James Ellroy: Clandestine

“I know you’re a smart-mouth young cop.  I know that’s a roscoe and handcuffs under your sweater.  I know the kind of things you guys do that you think people don’t know about.  I know guys like you die hungry.”

Ellroy’s book promises something too perfect in its first pages.  Our narrator tells us about “the wonder”: a fascination with the depravity, the perversity of the streets.  He lets us know that this is the story of the “last season of his youth”, a rite of passage, where he learns that running alongside “hellishly driven lives in clandestine transit was the wonder–as well as my ultimate redemption”.  These pages promise something unusual: a sort of pulp novel that combines the “literary” quality and grasp of The Great Gatsby.

Like Ellroy himself, the novel isn’t all it’s cracked up to be.  It slowly fades into a dense-plotted thriller that goes from serial killer yarn to family melodrama and ends with the kind of sappy touch that bares no resemblance to the stunning prologue mentioned above.

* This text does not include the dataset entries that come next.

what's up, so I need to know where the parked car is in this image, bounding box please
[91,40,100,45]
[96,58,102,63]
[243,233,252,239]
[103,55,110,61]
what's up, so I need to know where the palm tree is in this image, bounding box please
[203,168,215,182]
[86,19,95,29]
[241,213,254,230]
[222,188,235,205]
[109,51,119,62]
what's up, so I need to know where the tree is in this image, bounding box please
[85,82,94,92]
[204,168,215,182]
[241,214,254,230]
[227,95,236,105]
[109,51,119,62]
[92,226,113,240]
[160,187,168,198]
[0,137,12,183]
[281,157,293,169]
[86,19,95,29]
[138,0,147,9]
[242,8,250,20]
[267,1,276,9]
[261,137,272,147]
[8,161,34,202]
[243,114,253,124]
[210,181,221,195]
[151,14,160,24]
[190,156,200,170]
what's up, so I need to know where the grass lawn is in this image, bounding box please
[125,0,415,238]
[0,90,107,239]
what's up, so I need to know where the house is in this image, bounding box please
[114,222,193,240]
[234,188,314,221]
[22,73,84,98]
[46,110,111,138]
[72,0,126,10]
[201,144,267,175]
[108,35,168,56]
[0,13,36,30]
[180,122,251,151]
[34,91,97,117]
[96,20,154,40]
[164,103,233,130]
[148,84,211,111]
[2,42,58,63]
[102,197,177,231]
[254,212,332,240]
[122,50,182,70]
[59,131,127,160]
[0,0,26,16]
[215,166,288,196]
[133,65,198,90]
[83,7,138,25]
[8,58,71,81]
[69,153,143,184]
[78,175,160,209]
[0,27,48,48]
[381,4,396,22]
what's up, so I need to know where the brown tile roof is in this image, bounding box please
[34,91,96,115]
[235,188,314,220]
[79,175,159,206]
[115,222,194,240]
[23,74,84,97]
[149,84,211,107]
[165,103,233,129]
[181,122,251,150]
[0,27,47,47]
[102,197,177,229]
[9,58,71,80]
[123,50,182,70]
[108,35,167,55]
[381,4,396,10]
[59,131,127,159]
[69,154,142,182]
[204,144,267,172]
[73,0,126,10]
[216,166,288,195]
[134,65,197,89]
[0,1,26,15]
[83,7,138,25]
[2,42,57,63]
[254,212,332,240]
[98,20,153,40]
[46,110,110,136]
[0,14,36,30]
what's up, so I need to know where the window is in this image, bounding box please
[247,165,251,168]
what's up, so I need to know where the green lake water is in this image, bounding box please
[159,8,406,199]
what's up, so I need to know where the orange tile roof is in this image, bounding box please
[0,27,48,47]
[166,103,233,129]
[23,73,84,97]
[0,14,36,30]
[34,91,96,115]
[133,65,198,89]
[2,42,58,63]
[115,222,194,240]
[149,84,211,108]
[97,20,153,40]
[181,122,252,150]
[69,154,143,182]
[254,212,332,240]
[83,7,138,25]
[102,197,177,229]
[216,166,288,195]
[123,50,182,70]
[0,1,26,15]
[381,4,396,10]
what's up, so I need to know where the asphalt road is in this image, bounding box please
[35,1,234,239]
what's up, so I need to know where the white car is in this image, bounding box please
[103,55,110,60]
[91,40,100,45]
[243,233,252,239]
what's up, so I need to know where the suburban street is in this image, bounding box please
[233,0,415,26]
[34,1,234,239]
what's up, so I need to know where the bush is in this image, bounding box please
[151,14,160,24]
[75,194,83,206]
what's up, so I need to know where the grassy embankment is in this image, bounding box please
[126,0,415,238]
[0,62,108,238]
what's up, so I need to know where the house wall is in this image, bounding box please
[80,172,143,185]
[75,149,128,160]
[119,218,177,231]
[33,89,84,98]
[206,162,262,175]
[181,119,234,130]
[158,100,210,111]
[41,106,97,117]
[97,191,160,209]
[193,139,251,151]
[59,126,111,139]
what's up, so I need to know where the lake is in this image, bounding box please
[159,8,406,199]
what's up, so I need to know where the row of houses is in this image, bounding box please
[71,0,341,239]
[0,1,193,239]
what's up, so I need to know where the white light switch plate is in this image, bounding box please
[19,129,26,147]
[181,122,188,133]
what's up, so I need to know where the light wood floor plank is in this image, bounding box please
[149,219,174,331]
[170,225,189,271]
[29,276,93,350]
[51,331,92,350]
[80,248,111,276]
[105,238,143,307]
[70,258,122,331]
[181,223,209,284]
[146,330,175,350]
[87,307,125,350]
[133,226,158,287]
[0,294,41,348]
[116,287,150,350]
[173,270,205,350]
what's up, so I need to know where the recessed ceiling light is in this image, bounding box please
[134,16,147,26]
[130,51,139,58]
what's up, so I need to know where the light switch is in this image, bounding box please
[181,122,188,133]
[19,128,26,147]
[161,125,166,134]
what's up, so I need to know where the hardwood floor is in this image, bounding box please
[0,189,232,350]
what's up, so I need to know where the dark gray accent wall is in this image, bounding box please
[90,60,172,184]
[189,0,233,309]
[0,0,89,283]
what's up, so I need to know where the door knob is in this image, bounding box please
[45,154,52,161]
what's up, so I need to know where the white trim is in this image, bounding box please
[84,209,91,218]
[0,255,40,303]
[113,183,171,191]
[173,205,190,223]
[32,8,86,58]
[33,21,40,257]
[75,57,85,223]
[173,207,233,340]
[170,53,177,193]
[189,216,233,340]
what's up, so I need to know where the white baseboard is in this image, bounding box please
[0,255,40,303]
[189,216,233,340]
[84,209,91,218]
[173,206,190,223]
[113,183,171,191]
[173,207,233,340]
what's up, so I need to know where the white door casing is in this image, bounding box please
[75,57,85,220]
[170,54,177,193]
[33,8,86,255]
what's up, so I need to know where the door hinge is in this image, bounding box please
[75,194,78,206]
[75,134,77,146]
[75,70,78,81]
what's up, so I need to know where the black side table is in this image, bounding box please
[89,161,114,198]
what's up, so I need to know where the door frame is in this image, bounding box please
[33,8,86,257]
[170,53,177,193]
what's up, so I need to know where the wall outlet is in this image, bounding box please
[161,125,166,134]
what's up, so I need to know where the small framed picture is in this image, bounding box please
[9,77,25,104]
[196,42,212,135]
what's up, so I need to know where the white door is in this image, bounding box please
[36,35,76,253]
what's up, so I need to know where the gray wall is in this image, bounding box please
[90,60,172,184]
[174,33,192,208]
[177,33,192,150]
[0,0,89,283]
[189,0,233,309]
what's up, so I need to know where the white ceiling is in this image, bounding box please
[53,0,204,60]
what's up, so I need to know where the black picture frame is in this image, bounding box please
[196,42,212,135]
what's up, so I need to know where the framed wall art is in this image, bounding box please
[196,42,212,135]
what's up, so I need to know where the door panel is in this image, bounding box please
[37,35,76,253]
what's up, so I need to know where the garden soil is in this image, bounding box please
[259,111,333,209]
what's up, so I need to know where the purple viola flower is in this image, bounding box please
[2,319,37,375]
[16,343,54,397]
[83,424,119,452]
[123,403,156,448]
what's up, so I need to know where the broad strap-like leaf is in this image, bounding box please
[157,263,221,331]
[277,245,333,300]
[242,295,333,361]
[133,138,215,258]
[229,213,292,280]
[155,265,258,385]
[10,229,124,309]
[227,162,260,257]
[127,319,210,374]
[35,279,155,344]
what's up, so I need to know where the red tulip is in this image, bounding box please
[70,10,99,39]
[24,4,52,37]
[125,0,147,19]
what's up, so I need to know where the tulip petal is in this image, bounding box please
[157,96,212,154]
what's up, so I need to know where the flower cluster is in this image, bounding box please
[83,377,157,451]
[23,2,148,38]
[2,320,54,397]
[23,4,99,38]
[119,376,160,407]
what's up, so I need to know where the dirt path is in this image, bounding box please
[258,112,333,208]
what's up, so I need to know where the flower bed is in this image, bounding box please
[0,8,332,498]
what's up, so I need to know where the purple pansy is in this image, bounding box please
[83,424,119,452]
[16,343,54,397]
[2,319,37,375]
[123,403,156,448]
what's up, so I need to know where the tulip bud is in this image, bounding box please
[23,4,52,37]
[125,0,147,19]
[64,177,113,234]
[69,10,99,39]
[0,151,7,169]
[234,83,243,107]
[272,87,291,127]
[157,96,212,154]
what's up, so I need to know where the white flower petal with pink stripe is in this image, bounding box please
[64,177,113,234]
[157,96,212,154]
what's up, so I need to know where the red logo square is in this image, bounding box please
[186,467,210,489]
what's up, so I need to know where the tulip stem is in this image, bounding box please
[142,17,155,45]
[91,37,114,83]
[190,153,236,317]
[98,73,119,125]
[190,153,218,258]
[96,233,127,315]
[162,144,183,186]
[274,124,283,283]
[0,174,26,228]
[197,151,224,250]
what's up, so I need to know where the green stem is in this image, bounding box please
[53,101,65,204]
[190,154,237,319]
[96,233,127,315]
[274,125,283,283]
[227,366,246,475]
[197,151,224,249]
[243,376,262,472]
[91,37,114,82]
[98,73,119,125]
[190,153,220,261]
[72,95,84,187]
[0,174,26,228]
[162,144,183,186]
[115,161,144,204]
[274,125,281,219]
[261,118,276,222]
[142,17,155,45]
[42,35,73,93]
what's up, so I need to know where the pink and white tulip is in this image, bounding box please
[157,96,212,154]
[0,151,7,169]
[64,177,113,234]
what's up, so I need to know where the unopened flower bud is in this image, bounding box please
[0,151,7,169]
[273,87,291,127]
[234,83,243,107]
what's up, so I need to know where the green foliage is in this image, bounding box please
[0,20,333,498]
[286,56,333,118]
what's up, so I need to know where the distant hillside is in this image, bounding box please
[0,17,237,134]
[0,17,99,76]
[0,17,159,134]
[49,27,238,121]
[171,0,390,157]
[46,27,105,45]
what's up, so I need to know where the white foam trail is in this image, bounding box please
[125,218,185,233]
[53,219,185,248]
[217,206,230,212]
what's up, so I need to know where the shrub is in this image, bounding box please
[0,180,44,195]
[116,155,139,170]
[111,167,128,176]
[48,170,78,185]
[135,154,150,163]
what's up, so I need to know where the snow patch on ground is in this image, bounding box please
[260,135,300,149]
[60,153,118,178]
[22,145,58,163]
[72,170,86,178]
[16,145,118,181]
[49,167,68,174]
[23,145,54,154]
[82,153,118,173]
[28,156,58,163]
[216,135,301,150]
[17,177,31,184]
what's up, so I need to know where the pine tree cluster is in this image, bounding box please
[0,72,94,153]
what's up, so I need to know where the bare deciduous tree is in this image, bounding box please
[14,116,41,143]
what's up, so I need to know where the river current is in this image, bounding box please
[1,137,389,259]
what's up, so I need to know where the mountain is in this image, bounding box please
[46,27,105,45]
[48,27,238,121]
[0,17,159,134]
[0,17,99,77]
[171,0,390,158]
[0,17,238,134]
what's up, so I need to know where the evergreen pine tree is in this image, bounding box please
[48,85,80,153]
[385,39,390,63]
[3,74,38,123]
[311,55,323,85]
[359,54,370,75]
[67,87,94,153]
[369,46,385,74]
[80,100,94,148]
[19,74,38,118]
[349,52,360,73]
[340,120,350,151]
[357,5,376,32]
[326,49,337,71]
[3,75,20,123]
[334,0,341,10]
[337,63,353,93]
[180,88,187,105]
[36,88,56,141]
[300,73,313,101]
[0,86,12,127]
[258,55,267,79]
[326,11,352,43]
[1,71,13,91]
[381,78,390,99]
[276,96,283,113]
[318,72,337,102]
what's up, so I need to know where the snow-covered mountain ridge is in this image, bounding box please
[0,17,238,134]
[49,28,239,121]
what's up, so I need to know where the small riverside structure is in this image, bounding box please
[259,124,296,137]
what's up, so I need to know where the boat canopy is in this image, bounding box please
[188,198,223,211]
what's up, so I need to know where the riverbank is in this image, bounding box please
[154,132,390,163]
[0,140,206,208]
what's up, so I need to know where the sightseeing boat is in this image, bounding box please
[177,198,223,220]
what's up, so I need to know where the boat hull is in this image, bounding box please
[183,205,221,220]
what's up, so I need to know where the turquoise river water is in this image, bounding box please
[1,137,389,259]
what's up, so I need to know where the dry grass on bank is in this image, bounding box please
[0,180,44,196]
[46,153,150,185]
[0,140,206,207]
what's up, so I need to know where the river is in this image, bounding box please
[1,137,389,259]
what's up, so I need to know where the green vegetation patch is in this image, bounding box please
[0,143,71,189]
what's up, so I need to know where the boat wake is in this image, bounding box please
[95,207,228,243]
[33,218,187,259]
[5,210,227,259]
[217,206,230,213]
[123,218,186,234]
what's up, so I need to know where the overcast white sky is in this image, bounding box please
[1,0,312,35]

When you listen to Ellroy, the supposed “demon dog” of American fiction, his attitude and claims create the image of a recluse bad-ass, a man-pervert who peeps and hoots and barks at the sight or mention of attractive dames, a writer who reads no other writers but Hammett and Cain and a few who meet his standard of acceptable.  Of course, this build-up disentagrates too along with his story.  Ellroy, through his protagonist, seems actually very tender towards women (this is not a bad thing; it just runs uneven with his perpetuated myth).

In the end, Clandestine and Ellroy through Clandestine come off as soft. I won’t give up on the “demon dog” but I know when he claims to be the greatest crime writer in American fiction, I can have a damn good laugh.